Even more worryingly, knowing your iPhone’s passcode could allow a thief to access Apple Pay and make payments using your saved cards. Although Apple Pay authenticates with Face ID or Touch ID by default, thieves can bypass them by entering the iPhone’s passcode.
How Apple intends to protect its users
Apple has not yet publicly responded to the report; However, Joanna Stern (author of the WSJ report) tweeted Apple’s response on the matter:
Knowing someone’s passcode gives criminals full access to an iPhone. Not only can you bypass Face ID, you can also change Apple ID contact information, turn off Find My iPhone, and set up recovery keys. Currently, Apple’s policies do not allow users to regain access to their accounts if they have set up an Apple recovery key but are unable to present it when required.
Hopefully Apple will add more protection to their devices in the future. Among the steps Apple can take is enabling two-factor authentication to change an iPhone passcode. Likewise, another solution can be a redundancy method to access your Apple account with a backup password if your original account has been compromised.
What can you do to protect your iPhone?
Although we believe that these types of thefts are rare, it is still possible and it is better to protect yourself from it. The first step to protecting yourself is to set up and use Face ID or Touch ID whenever possible as it is the most secure way to access your iPhone.
Alternatively, you can switch to an alphanumeric passcode, which is harder to decipher when you type it. If you need to enter your passcode in public, try blanking the screen or covering it with your other hand, similar to entering your PIN at an ATM. Also, make sure you have set up an account recovery contact for your Apple ID, which will help you use recovery keys in case of a compromised Apple ID.

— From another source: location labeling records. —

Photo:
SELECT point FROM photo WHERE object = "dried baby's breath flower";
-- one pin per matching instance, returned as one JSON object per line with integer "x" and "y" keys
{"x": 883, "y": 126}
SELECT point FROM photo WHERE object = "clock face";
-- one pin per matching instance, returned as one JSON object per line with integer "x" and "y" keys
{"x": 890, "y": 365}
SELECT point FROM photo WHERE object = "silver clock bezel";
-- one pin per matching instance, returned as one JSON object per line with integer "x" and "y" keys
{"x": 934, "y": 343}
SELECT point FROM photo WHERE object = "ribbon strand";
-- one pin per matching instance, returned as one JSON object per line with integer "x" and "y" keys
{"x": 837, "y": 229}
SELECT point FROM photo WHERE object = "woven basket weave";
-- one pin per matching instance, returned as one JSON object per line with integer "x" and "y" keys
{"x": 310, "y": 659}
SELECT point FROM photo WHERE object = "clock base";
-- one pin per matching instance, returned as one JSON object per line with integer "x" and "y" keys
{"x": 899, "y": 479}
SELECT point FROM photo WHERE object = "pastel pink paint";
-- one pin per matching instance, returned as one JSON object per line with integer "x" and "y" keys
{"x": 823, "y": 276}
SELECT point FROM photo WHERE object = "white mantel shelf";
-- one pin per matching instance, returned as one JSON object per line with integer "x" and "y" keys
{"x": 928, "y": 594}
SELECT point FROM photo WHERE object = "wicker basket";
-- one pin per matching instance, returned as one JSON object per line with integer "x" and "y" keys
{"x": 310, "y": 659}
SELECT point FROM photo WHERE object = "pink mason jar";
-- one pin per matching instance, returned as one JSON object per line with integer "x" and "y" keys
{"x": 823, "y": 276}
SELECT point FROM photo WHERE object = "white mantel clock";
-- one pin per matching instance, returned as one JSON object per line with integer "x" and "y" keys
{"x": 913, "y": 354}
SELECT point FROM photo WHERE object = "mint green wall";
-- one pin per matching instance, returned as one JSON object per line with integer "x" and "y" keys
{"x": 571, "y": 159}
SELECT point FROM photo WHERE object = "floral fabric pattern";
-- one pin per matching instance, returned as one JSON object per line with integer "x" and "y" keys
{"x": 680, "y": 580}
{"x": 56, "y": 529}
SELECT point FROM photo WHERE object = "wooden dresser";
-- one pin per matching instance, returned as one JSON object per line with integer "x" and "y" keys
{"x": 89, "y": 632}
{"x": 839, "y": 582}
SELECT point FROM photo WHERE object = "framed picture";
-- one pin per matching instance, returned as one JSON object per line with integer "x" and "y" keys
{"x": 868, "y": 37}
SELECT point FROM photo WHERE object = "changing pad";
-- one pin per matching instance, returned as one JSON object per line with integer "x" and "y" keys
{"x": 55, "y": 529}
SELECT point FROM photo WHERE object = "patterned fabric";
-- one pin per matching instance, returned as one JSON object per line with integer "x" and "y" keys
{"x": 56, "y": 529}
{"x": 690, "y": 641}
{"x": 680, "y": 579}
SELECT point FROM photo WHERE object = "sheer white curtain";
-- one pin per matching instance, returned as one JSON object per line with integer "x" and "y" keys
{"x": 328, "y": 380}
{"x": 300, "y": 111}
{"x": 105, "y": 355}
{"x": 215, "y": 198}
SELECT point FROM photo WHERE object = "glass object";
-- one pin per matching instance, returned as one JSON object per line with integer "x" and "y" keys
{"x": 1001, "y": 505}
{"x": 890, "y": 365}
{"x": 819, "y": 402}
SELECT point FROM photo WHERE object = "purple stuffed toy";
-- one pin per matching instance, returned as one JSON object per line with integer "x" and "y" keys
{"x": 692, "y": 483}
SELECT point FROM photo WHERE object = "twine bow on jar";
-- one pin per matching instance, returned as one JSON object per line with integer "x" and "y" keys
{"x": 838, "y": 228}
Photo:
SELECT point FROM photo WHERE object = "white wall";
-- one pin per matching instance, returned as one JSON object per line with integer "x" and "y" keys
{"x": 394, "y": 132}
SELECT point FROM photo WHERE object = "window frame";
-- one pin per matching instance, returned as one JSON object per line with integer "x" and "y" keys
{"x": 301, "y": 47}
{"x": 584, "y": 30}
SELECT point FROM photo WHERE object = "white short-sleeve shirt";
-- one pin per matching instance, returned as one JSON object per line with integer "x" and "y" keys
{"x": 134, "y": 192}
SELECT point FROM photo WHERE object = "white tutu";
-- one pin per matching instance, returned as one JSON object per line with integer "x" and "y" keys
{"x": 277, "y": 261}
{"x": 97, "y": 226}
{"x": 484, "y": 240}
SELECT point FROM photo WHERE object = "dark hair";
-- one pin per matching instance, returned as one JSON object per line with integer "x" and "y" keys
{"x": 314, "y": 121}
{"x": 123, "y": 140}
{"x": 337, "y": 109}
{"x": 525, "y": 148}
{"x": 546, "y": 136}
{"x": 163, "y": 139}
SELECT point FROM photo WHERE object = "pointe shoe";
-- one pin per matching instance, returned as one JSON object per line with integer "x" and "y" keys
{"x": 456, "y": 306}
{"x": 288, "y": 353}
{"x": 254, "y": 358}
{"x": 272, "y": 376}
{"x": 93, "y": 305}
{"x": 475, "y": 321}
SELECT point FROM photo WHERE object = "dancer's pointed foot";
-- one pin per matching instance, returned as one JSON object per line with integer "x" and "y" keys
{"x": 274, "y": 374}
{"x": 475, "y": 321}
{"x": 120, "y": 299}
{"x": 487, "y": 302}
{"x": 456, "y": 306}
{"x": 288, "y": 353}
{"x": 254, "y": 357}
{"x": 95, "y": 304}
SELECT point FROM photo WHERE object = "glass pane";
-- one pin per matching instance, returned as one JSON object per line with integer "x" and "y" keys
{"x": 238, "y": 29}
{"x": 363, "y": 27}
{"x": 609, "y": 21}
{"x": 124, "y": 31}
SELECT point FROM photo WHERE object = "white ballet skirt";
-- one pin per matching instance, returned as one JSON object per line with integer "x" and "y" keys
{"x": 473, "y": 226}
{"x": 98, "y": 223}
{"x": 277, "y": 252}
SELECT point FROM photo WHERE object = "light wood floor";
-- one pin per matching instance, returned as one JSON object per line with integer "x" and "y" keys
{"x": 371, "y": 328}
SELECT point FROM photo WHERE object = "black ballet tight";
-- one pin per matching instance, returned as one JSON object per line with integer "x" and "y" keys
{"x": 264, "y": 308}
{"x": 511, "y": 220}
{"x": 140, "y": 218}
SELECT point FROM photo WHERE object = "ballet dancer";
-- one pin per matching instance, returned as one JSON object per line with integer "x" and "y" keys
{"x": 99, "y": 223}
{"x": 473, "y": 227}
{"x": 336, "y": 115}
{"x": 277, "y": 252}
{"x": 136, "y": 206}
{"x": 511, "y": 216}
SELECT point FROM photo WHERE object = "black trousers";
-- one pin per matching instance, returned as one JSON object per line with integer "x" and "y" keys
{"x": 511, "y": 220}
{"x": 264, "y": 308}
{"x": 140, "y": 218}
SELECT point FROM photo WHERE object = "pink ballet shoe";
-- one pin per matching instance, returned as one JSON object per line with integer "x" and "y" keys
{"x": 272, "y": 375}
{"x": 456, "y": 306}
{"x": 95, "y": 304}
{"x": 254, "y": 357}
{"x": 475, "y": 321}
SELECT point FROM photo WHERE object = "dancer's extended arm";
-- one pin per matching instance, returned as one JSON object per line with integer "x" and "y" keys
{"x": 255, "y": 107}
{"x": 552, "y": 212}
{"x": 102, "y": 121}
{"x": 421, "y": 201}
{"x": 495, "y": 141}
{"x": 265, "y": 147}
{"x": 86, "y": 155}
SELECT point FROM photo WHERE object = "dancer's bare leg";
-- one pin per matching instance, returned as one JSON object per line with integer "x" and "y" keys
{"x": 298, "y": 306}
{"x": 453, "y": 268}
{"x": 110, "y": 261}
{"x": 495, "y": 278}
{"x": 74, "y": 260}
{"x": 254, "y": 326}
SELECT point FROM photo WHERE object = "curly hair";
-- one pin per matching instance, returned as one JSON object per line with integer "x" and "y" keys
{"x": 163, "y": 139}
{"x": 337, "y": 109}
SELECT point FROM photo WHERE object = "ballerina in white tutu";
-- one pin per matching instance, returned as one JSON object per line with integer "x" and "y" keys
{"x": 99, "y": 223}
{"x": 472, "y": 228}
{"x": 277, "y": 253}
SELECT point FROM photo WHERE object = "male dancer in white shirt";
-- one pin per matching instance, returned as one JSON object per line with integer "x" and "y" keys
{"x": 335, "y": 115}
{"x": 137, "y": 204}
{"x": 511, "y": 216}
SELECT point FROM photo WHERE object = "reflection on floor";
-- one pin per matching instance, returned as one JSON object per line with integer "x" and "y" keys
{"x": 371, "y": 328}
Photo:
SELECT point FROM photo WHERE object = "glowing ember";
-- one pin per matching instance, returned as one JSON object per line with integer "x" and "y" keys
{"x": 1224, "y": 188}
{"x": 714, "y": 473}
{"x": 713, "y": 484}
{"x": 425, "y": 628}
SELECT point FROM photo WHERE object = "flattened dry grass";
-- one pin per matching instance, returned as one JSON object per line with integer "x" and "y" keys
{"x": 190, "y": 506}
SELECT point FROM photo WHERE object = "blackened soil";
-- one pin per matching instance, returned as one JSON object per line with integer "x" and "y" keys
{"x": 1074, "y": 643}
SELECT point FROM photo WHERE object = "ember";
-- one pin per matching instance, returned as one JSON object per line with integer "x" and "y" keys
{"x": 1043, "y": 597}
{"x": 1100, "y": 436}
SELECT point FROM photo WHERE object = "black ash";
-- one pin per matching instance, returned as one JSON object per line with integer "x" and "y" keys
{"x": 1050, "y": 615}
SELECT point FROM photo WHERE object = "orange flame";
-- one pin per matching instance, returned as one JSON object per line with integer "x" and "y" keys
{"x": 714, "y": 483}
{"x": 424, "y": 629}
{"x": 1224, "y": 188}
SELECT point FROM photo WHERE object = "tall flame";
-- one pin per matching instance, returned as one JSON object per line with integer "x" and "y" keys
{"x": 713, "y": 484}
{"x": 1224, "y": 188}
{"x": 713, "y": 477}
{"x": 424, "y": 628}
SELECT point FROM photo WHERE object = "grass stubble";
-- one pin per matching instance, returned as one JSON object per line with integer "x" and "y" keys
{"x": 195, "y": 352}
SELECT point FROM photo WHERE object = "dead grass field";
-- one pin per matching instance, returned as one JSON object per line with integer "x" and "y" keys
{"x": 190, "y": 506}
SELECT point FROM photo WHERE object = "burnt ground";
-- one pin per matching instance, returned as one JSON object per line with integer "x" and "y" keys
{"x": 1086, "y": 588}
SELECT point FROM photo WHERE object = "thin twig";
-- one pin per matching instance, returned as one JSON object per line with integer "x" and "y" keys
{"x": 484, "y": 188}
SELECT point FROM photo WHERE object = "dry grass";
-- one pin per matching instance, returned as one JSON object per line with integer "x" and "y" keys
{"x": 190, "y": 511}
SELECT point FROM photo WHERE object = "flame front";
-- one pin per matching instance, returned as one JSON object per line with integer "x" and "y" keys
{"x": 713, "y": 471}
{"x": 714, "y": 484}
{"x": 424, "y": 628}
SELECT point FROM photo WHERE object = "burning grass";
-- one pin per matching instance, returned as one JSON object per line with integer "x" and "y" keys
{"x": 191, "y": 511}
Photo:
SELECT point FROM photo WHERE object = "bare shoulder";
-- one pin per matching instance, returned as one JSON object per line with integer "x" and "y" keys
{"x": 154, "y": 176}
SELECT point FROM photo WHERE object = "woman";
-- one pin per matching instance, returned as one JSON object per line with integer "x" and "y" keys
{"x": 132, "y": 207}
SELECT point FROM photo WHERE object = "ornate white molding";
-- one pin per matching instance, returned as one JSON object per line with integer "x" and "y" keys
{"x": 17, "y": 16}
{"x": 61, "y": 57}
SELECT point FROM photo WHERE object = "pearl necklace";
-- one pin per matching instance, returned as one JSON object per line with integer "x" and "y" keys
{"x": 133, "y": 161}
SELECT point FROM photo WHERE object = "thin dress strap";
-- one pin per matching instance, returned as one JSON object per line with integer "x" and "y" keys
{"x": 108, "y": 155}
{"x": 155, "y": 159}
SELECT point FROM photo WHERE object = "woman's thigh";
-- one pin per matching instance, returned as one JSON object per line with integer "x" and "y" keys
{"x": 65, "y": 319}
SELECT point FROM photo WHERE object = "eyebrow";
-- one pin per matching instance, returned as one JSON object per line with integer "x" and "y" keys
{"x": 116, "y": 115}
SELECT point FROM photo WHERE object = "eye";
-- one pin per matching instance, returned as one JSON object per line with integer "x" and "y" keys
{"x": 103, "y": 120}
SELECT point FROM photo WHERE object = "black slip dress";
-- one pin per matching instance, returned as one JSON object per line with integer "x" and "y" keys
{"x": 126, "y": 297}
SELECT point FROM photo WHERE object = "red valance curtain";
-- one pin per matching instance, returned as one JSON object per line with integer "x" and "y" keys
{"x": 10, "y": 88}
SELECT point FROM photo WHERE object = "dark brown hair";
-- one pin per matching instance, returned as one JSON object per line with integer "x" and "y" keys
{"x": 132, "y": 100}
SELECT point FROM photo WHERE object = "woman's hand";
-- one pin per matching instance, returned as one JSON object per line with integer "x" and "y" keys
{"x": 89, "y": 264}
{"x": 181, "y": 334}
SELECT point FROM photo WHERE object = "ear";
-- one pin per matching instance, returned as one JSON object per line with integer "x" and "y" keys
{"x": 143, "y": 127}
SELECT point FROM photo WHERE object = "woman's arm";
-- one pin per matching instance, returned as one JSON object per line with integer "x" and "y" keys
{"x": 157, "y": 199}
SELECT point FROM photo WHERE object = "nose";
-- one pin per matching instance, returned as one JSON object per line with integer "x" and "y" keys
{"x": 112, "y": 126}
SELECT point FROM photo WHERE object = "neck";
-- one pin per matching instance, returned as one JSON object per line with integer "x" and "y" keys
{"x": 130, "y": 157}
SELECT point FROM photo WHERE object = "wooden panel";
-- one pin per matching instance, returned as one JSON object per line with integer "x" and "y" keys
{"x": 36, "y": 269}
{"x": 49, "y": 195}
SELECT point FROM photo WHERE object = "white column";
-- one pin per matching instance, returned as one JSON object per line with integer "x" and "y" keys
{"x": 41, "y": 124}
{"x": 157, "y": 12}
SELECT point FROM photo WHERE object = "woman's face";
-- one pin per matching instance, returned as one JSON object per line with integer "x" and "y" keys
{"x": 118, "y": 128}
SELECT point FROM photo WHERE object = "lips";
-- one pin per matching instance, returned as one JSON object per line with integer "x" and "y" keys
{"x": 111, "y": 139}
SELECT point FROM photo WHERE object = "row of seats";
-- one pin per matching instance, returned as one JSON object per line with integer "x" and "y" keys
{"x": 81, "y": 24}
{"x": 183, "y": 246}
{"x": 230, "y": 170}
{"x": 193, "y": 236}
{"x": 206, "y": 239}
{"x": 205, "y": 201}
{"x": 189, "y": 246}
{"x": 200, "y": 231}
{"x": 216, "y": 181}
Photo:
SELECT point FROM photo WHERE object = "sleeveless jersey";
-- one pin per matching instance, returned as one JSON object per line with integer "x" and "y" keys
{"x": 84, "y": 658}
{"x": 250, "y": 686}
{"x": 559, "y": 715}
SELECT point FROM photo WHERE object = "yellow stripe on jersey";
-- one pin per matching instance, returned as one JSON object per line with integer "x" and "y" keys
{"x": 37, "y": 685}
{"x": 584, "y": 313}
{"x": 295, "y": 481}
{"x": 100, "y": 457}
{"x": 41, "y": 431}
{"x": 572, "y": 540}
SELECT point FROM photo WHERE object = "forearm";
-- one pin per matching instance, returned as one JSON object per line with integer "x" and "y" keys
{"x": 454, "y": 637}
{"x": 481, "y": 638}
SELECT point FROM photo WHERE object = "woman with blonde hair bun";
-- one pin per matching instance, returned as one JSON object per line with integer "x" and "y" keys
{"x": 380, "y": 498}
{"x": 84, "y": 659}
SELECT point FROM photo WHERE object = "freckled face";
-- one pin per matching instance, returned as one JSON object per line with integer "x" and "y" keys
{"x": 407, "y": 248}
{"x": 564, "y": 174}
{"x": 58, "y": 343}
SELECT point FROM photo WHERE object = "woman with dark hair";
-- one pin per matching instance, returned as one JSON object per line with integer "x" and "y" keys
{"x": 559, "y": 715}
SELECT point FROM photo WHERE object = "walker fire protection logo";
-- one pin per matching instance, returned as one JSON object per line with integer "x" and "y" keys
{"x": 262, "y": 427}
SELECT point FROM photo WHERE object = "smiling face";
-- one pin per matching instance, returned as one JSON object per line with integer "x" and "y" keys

Be careful when using your iPhone in public
A stolen iPhone is a person’s worst nightmare, but when all your data is compromised and there is a risk of losing your money, it’s a lot worse. For this reason, we recommend being careful when using your phone in public and keeping it away from prying eyes. This is even more important in high risk areas like bars, subways, etc.
Using biometric authentication like Face ID and Touch ID as the primary means of unlocking your iPhone also helps. And if your iPhone forces you to enter your passcode to open it, always remember to hide your device or cover your screen for extra protection.